EXHIBITION

2 or 3 Tigers

Berlin, Berlin, 04/21/2017 - 07/03/2017

John-Foster-Dulles-Allee 10

ABOUT

Wherever humans have lived in a shared habitat with the tiger, mythology reflects the animal’s status as a liminal figure, closely related to the community, and yet marking its beyond. As a creature of mountains and borderlands, the tiger occupies a transitory zone separating civilization from wilderness, the living from the ancestor-spirit world.

As co-species and mythical symbol, the tiger plays an important role as a medium at the limits of society, carrying an imprint of how contemporary cultures have been shaped by encounters with otherness. The emblematic image of the tiger opens deep historical insights into the rapid remaking of human society since the dawn of colonial modernity.

At the same time as tigers were driven to near extinction, they leap into the imaginary of national modernity as a recurring ghost, and as symbols of national power, military might, and economic development they bind the hypermodern present to the colonial and pre-colonial past.
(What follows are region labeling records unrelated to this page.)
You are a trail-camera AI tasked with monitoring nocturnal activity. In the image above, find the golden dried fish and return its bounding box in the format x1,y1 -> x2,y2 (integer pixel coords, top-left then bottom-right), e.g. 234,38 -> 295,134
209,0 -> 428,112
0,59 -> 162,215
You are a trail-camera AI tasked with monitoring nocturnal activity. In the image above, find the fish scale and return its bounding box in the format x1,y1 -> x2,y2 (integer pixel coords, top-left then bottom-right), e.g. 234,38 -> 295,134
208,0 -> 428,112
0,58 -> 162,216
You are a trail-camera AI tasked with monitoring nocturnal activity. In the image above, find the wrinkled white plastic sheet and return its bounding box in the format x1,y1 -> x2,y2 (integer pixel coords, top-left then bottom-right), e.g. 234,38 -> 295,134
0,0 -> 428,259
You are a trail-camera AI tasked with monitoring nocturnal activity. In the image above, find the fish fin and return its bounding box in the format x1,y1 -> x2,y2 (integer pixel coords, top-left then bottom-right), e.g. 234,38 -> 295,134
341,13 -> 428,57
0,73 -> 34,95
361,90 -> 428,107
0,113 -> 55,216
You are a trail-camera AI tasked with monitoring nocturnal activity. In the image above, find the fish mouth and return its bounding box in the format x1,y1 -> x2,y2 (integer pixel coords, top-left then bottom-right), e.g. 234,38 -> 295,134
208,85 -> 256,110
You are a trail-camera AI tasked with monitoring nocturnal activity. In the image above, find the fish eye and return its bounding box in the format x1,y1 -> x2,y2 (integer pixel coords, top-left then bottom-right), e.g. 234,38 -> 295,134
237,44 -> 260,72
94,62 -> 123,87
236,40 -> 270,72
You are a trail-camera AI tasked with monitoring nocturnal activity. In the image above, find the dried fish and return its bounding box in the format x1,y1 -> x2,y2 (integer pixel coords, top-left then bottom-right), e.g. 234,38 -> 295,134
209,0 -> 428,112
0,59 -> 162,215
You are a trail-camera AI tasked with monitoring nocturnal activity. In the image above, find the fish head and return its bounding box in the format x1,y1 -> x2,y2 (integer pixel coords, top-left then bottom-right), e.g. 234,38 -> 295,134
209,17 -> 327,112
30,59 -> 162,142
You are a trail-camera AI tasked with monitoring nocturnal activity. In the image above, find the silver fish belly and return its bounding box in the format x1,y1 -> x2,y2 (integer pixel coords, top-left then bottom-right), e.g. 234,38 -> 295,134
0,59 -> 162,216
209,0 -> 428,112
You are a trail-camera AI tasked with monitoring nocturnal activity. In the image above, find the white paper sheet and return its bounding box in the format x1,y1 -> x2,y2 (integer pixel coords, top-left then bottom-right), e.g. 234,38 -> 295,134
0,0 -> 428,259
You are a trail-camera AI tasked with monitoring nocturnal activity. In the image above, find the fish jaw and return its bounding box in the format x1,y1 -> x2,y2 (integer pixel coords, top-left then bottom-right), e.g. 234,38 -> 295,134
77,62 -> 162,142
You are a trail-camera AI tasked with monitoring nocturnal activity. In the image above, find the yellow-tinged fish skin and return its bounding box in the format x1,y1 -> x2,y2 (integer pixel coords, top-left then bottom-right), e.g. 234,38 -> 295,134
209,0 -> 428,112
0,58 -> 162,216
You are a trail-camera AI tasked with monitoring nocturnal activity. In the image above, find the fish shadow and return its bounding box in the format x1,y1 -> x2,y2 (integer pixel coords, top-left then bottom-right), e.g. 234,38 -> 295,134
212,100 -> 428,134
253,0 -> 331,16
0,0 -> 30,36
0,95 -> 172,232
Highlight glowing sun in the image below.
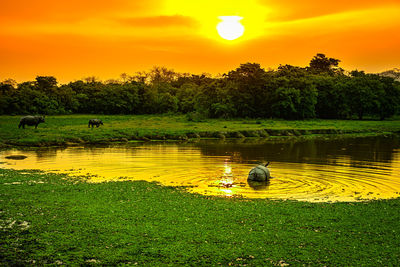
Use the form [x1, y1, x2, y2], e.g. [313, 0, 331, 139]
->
[217, 16, 244, 40]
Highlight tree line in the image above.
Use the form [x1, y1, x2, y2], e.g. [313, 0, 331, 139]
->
[0, 54, 400, 120]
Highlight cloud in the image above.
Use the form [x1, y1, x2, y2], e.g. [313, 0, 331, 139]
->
[260, 0, 399, 21]
[117, 15, 197, 28]
[0, 0, 160, 24]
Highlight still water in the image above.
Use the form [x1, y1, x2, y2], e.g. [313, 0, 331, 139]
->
[0, 137, 400, 201]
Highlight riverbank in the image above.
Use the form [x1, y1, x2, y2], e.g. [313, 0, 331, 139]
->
[0, 169, 400, 266]
[0, 115, 400, 147]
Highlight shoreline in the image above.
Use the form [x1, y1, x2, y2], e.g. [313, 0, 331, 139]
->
[0, 114, 400, 149]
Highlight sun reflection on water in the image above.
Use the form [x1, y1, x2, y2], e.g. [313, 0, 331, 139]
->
[0, 140, 400, 201]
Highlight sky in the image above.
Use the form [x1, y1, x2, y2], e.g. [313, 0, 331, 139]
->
[0, 0, 400, 83]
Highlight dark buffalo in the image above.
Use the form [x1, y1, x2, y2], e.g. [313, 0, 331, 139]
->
[88, 119, 103, 128]
[18, 116, 44, 129]
[247, 162, 271, 182]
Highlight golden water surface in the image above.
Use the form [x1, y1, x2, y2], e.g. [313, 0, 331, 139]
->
[0, 138, 400, 201]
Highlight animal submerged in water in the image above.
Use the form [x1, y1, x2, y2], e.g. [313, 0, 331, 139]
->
[18, 115, 44, 129]
[88, 119, 103, 128]
[247, 162, 271, 182]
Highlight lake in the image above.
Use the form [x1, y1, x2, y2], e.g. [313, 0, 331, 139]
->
[0, 137, 400, 202]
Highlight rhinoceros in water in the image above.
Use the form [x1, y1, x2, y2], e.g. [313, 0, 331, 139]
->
[88, 119, 103, 128]
[18, 115, 44, 129]
[247, 162, 271, 182]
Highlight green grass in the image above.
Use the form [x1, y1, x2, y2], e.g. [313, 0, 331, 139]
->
[0, 169, 400, 266]
[0, 115, 400, 146]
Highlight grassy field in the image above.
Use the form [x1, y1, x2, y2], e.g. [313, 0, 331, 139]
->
[0, 169, 400, 266]
[0, 115, 400, 146]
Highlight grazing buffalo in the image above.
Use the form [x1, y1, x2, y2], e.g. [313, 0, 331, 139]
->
[247, 162, 271, 182]
[88, 119, 103, 128]
[18, 116, 44, 129]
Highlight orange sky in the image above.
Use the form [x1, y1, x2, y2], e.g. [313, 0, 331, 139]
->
[0, 0, 400, 82]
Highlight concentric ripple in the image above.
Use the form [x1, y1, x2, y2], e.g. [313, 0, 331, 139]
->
[0, 137, 400, 201]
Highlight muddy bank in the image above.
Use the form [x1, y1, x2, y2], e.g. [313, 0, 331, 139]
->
[0, 129, 399, 149]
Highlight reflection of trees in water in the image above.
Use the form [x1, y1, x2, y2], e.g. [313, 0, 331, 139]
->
[195, 137, 399, 163]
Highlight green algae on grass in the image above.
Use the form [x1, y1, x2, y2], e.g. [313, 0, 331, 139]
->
[0, 169, 400, 266]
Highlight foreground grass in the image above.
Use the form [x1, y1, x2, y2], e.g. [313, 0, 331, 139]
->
[0, 169, 400, 266]
[0, 115, 400, 146]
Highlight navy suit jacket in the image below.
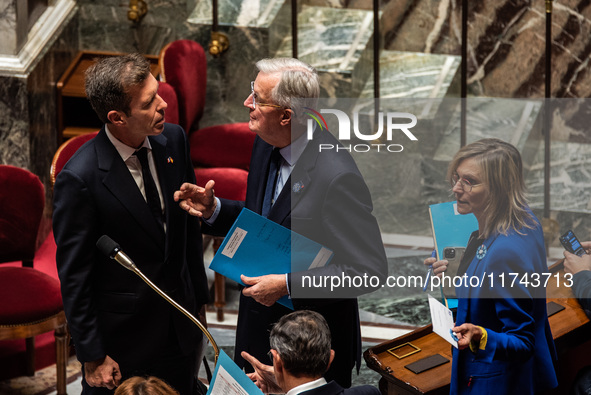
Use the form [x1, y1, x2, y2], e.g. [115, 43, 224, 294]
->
[204, 131, 387, 386]
[53, 124, 208, 374]
[573, 270, 591, 316]
[300, 381, 381, 395]
[450, 214, 557, 394]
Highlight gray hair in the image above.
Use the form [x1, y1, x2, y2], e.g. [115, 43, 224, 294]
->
[256, 58, 320, 123]
[269, 310, 331, 377]
[85, 53, 150, 123]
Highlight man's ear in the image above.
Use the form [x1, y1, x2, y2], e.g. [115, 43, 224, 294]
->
[326, 350, 334, 370]
[281, 108, 293, 126]
[107, 110, 127, 126]
[271, 350, 284, 374]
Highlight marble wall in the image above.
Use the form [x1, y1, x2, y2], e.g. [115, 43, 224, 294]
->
[0, 0, 591, 244]
[0, 6, 78, 240]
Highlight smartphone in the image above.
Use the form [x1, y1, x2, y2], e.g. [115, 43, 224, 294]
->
[560, 230, 586, 256]
[443, 247, 466, 298]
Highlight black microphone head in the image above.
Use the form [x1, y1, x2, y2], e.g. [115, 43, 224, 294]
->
[96, 235, 121, 259]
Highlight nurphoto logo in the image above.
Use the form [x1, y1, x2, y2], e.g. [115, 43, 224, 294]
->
[304, 107, 418, 152]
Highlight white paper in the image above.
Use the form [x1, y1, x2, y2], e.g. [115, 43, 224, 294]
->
[428, 295, 458, 348]
[210, 366, 248, 395]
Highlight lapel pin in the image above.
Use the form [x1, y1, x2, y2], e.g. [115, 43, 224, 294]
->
[476, 244, 487, 260]
[291, 181, 304, 193]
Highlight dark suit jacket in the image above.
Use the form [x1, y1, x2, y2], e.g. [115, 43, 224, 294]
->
[573, 270, 591, 315]
[53, 124, 208, 375]
[300, 381, 380, 395]
[204, 131, 387, 386]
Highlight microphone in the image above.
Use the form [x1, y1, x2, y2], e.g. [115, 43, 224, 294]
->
[96, 235, 138, 272]
[96, 235, 220, 364]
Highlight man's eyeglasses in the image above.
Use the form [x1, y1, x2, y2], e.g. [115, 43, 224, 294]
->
[451, 174, 482, 192]
[250, 81, 282, 110]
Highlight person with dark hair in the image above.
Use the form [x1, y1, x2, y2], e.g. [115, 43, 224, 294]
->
[564, 241, 591, 395]
[425, 139, 558, 394]
[53, 54, 209, 394]
[242, 310, 380, 395]
[175, 58, 388, 387]
[115, 376, 179, 395]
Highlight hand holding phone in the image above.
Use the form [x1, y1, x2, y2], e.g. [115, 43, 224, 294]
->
[559, 230, 586, 256]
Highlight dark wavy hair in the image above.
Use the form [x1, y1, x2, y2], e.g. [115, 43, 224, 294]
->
[115, 376, 179, 395]
[269, 310, 331, 378]
[85, 53, 150, 123]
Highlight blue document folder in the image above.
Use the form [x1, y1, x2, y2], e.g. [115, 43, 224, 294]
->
[209, 208, 333, 310]
[429, 201, 478, 259]
[206, 350, 263, 395]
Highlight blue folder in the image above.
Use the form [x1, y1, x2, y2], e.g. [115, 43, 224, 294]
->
[209, 208, 333, 310]
[206, 350, 263, 395]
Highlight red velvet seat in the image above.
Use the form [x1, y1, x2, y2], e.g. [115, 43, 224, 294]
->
[158, 81, 179, 125]
[0, 267, 63, 327]
[159, 40, 255, 321]
[49, 131, 98, 187]
[0, 165, 68, 395]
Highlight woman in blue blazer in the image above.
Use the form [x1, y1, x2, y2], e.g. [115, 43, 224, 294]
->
[425, 139, 558, 394]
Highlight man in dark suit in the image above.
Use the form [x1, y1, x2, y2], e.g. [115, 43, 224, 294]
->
[53, 54, 208, 394]
[175, 58, 387, 387]
[242, 310, 380, 395]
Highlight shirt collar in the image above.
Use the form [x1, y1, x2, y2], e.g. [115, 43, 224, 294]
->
[279, 133, 308, 167]
[105, 125, 152, 162]
[285, 377, 326, 395]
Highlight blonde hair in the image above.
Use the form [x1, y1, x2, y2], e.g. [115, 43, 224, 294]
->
[115, 376, 179, 395]
[447, 138, 536, 238]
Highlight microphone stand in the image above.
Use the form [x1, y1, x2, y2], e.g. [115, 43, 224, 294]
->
[96, 235, 220, 365]
[125, 261, 220, 366]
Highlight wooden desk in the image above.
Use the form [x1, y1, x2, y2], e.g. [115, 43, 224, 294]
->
[363, 262, 591, 395]
[57, 51, 160, 140]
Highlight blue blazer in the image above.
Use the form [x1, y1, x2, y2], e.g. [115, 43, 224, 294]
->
[450, 214, 558, 394]
[204, 131, 388, 385]
[53, 124, 208, 374]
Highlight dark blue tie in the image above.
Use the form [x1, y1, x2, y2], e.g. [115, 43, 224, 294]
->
[261, 148, 281, 218]
[135, 147, 163, 226]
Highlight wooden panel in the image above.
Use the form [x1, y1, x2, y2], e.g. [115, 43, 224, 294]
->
[57, 51, 160, 139]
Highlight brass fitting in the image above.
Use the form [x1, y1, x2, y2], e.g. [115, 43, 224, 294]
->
[127, 0, 148, 23]
[209, 32, 230, 57]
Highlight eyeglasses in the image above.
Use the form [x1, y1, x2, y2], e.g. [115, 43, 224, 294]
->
[451, 174, 482, 192]
[250, 81, 282, 110]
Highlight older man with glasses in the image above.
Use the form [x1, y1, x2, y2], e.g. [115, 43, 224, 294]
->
[175, 58, 387, 387]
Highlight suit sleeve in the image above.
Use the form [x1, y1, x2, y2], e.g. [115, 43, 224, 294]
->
[290, 172, 388, 303]
[53, 169, 106, 362]
[476, 244, 545, 362]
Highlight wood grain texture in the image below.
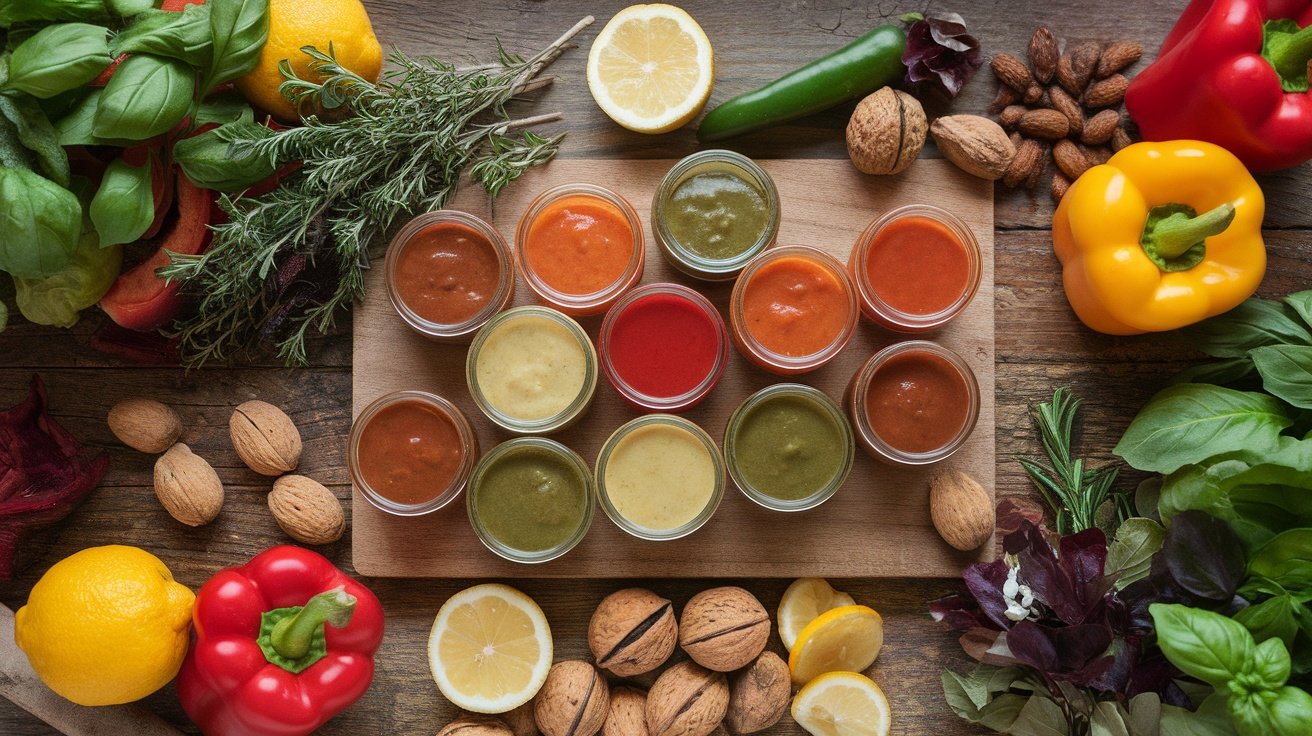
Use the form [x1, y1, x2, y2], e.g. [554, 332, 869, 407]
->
[352, 159, 994, 577]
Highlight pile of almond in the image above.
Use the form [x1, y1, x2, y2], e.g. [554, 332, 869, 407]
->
[989, 26, 1143, 201]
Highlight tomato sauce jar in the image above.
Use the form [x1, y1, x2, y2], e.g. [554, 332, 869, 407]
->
[729, 245, 858, 375]
[383, 210, 514, 342]
[514, 184, 647, 316]
[597, 283, 729, 412]
[848, 205, 983, 333]
[845, 340, 980, 466]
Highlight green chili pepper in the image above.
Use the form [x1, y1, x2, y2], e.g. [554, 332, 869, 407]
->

The works in the exhibition approach collective memories by questioning the historical nature of mediation, including its means of representation. They reflect on the changing nature of mass media and search for complex images that serve as sites for shared experiences of history. 2 or 3 Tigers derives its title from the work of artist, filmmaker and theater creator Ho Tzu Nyen, who explores the shifting shapes of tigers and were tigers in the ancient and modern mythology of Malaysia and Singapore.